In fondo ogni film della nostra memoria, rivisto con il distacco degli anni (e American Pie ha appena compiuto 25 anni), suscita diverse emozioni, che si adattano a prescindere alla personalità acquisita. Innegabilmente, vedere adesso la pellicola di Paul Weitz e Chris Weitz (due autori che hanno poi preso strade lontane dai toni di American Pie, pur producendo i sequel), riporta in superficie situazioni ingenue e termini desueti, ma sfodera una dolcezza che, a diciassette anni, non avevamo notato. La tenerezza spregiudicata di Michelle (Alyson Hannigan), il rapporto delicato tra Victoria (Tara Reid) e il timido Kevin, i consigli non richiesti di papà Noah (reso iconico da Eugene Levy).
Quando il ricordo diventa nostalgia
Una "sdolcinatezza" che fa il paro con un carico di battute e battutace che oggi sarebbero tagliate con l'accetta, e poi con un'indole sguaiata che altera i tratti tipici del romanzo di formazione. L'iniziazione di American Pie, del resto, passa attraverso una realtà sovresposta, e tipica di un'adolescenza vissuta nella piena incertezza. A riguardarlo, quello dei Weitz è un percorso che porta i protagonisti verso la liberazione e verso la consapevolezza, tenendo ben impresso il valore dell'amicizia come punto d'incontro.

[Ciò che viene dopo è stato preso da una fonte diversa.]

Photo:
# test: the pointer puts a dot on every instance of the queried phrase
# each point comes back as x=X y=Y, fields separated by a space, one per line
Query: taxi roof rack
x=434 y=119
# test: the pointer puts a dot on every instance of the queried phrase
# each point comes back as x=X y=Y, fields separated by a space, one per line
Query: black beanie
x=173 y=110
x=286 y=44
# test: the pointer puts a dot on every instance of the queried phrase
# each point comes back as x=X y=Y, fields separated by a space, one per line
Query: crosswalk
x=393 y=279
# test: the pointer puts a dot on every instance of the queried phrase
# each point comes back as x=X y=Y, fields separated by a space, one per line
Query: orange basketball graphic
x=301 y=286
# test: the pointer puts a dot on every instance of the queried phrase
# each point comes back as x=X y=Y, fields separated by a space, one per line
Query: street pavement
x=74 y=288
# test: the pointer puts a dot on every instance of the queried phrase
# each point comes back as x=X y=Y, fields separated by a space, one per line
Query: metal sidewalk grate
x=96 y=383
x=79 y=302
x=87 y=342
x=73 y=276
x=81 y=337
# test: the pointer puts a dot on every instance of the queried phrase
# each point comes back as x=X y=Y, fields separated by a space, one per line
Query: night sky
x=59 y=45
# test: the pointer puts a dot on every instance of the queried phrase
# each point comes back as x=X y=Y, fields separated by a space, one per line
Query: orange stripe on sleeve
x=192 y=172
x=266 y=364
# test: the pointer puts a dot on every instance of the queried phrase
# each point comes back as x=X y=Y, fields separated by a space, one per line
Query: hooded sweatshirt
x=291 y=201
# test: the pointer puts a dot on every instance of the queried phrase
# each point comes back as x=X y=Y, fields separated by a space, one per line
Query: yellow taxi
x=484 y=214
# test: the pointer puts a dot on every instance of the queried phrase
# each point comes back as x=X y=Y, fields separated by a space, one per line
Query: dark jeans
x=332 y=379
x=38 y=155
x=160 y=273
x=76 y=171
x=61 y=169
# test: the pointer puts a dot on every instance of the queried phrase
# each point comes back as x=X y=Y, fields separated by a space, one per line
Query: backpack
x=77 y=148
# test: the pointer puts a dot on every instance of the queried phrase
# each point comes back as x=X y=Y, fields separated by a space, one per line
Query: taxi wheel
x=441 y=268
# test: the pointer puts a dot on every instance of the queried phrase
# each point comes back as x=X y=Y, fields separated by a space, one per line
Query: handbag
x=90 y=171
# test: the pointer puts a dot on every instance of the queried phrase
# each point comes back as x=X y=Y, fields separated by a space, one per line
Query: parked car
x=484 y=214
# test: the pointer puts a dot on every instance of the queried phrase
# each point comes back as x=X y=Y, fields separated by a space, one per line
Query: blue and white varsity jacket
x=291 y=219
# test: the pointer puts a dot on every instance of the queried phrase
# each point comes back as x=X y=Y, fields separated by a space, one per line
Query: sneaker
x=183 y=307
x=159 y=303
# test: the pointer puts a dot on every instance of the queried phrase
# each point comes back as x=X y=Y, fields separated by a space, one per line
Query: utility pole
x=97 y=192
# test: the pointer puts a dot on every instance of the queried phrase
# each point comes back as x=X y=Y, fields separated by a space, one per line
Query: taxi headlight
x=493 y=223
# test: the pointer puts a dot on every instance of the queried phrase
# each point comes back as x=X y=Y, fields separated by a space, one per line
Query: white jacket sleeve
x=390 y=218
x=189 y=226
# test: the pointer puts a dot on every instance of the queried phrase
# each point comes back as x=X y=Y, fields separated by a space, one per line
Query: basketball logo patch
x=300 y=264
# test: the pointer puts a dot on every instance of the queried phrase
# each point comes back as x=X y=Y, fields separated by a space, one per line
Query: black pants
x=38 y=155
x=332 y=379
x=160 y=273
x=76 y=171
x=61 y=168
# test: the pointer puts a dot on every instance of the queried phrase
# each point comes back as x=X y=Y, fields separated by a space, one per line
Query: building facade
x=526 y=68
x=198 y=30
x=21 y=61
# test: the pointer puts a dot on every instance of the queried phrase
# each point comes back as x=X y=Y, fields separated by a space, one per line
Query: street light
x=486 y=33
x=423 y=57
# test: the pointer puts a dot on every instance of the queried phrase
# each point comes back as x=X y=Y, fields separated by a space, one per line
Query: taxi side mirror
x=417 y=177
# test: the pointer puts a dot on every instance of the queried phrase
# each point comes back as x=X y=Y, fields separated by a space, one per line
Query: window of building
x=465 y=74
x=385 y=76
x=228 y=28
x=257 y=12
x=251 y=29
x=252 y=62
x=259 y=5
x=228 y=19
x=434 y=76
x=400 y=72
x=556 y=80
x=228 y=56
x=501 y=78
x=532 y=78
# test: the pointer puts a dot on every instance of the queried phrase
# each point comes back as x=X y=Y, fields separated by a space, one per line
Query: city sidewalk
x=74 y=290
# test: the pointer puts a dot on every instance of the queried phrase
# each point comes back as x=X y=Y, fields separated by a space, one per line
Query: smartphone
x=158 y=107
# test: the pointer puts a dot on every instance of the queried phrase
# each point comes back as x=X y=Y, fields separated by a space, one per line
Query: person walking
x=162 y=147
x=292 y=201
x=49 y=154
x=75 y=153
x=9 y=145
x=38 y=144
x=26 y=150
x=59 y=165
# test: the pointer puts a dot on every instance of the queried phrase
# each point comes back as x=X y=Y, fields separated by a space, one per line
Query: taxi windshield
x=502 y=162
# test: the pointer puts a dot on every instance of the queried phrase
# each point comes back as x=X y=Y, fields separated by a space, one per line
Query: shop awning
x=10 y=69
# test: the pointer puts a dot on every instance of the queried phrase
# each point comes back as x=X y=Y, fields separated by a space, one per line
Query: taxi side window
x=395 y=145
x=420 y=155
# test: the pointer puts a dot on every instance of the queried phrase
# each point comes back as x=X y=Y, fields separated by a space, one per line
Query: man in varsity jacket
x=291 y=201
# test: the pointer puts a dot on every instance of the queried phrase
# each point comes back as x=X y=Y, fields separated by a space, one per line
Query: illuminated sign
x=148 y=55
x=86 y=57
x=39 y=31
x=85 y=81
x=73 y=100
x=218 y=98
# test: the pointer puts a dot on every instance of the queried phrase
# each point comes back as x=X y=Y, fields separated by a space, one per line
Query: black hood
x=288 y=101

È chiaro che, a sbirciare indietro, ci ritroviamo (più o meno) nell'esasperazione e nelle voglie di Jim e gli altri, osservando nei personaggi una famigliarità che si è mantenuta nel tempo. Come ogni film che ci riguarda, American Pie è lo specchio di una certa età, straordinaria e complicatissima, che tutti abbiamo dovuto affrontare, tentando di essere all'altezza di una situazione che sembrava insormontabile. Ad aiutarci, all'epoca, un film sboccacciato ma rivelatorio, in grado di ritagliarsi uno spazio importante all'interno di un bagaglio emotivo, prima che cinematografico. Perché anche grazie ad America Pie, abbiamo capito quali sono "i tasti giusti". E no, non sono quelli che avete in mente voi, figli dello Stifmeister!